It's really hit or miss, but in my experience, it helped dramatically. The premise is basically that if your ISP or some intermediate service (ie Akamai's DDoS protection) is screwing with how traffic is routed to the servers, causing your ping to be abnormally high, a VPN can potentially force your traffic to take a more optimal route to the servers.
A VPN will only help if your ping is in any way affected by sub-optimal routing, and only if the impact is high enough. If your ISP has good routing, or you're not affected by intermediate services screwing with traffic routing, a VPN will not help, and may in fact hurt your ping as it's introducing another point of failure. If the impact isn't that high (ie your ISP has decent routing that could be better, but doesn't hurt your ping that much), you may find your ping being slightly higher due to the added overhead of the VPN.

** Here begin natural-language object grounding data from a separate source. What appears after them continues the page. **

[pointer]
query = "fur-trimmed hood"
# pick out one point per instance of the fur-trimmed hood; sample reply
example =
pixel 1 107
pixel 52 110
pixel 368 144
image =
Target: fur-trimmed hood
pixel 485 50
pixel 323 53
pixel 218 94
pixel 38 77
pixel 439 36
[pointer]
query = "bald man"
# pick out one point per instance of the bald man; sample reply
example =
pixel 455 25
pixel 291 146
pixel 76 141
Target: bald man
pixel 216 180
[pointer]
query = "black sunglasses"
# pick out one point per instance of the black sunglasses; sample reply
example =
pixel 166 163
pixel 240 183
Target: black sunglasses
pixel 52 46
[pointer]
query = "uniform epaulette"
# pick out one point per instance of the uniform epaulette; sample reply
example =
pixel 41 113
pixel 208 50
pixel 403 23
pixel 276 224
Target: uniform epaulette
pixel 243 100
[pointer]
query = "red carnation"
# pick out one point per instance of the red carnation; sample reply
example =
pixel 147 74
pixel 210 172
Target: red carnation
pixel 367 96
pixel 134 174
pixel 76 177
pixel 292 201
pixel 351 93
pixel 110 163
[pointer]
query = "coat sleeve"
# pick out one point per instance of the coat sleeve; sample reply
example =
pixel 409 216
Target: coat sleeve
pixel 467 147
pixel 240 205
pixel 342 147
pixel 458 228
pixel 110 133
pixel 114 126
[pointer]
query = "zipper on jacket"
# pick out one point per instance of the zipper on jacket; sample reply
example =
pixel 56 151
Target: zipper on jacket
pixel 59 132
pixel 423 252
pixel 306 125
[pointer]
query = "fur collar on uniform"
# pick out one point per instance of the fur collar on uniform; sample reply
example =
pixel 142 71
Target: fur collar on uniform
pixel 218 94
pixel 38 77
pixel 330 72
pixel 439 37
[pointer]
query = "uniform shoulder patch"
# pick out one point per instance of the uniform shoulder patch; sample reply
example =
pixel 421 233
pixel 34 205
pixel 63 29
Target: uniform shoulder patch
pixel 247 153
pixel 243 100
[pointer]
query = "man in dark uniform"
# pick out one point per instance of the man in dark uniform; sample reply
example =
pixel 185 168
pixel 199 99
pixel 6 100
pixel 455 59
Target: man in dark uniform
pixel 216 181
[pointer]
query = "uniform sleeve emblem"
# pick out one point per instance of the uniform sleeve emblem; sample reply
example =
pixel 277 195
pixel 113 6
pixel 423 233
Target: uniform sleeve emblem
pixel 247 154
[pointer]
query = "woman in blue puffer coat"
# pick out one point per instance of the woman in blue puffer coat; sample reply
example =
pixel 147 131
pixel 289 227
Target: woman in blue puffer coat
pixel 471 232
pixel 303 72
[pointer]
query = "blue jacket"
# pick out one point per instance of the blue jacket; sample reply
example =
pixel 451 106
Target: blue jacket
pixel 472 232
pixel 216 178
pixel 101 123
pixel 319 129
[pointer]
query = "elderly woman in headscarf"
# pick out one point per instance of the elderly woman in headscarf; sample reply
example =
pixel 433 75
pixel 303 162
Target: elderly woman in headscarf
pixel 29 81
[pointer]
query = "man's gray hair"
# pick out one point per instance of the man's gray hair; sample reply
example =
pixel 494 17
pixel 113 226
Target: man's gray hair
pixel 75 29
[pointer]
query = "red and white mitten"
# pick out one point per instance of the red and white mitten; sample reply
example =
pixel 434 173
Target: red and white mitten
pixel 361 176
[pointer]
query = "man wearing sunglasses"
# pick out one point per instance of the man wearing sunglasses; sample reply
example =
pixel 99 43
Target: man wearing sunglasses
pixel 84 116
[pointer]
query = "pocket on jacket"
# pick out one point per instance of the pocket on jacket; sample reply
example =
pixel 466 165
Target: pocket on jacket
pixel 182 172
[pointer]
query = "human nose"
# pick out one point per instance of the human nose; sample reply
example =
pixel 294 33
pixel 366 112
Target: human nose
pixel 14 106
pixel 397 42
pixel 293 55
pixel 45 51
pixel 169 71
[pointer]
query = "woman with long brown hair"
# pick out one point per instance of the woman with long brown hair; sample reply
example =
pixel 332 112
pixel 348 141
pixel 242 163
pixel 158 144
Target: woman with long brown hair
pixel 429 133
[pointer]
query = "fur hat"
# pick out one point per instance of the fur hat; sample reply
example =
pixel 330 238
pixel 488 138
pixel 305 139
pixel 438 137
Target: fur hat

In my experience, though, it helped a ton. From around October last year until September/October this year, Oceanic users were pushed into a new Akamai data center located in Singapore, which added 100+ms onto our ping. A lot of users found success in using VPN's such as WTFast, ExitLag, or Mudfish, which would bypass the Singapore data center, and drop our traffic off directly in the US, which shaved most of the added ping off.

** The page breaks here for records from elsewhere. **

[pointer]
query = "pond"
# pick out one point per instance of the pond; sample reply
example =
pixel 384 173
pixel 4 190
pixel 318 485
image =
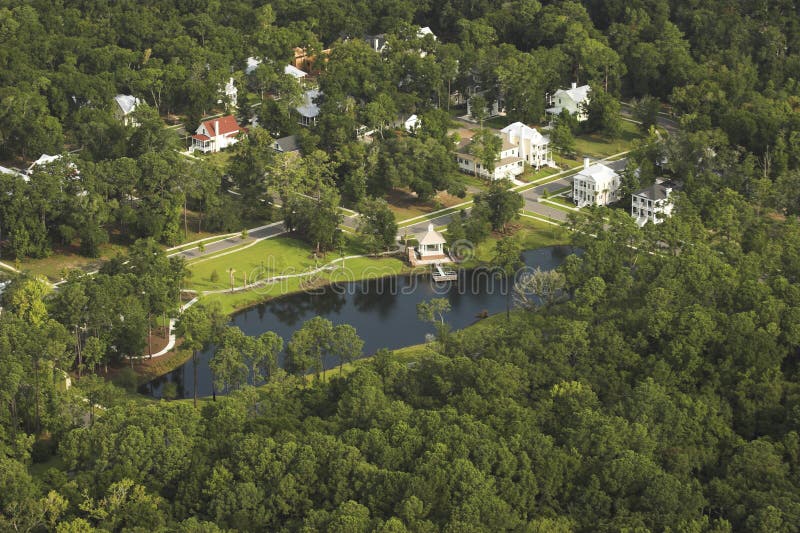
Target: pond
pixel 383 311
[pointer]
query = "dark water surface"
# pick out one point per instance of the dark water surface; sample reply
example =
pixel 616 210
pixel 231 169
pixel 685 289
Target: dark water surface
pixel 383 311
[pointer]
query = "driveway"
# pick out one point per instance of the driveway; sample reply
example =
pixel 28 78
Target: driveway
pixel 270 230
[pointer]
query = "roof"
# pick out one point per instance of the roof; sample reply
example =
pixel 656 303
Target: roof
pixel 432 237
pixel 13 172
pixel 252 64
pixel 43 160
pixel 598 173
pixel 524 131
pixel 308 108
pixel 287 144
pixel 227 125
pixel 657 191
pixel 293 71
pixel 507 144
pixel 577 94
pixel 126 102
pixel 377 42
pixel 425 31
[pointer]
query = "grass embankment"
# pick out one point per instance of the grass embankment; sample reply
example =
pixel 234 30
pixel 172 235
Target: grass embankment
pixel 281 256
pixel 404 204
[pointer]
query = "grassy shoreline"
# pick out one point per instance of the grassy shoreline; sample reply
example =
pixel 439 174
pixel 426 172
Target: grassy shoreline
pixel 532 234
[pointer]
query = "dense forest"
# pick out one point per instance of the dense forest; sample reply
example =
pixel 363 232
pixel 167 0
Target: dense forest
pixel 657 388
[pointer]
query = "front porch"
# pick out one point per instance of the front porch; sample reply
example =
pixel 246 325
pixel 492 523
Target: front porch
pixel 417 258
pixel 202 143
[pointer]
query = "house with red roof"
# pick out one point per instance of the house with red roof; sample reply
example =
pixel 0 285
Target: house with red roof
pixel 215 134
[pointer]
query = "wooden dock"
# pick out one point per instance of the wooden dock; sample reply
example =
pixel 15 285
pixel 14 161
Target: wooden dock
pixel 440 274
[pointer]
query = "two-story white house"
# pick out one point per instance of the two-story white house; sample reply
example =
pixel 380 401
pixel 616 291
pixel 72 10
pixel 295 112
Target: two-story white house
pixel 534 147
pixel 229 95
pixel 652 204
pixel 507 165
pixel 595 184
pixel 215 135
pixel 574 100
pixel 125 104
pixel 309 110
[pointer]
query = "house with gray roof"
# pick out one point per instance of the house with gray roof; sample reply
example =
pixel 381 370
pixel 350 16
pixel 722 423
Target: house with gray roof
pixel 574 100
pixel 652 204
pixel 124 105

This was really hit or miss, though, as some users didn't find much success in using these VPN's, and a few even found that it increased their ping. Generally, though, it did seem to help most users, and it certainly helped me.
nafensoriel wrote: »Do a traceroute to the server.
If the route looks really wonky then a VPN might help.
If the route is very logical it probably wont.
To define a wonky route there was a really bad problem with ISPs in the city of Calgary in Canada where they would get routed through Chicago to communicate with California. In this case, a VPN drastically reduced latency because it halved the distance to communicate.
From NZ to EU you are going to not get much better than 320-350 ms due to distance. However a VPN can help with routing stability so might actually cut a little bit off your ping.
It's definitely worth a try, but don't expect a great drop, especially if your routing with your ISP is already optimal or close to it.
Also to consider is the direction of your routing. If you are being routed through Asia to Europe then congestion could be an issue,. if so then using a VPN node in the USA could enforce the route across the pacific where there is less traffic.
Good luck. I would be interested in your results.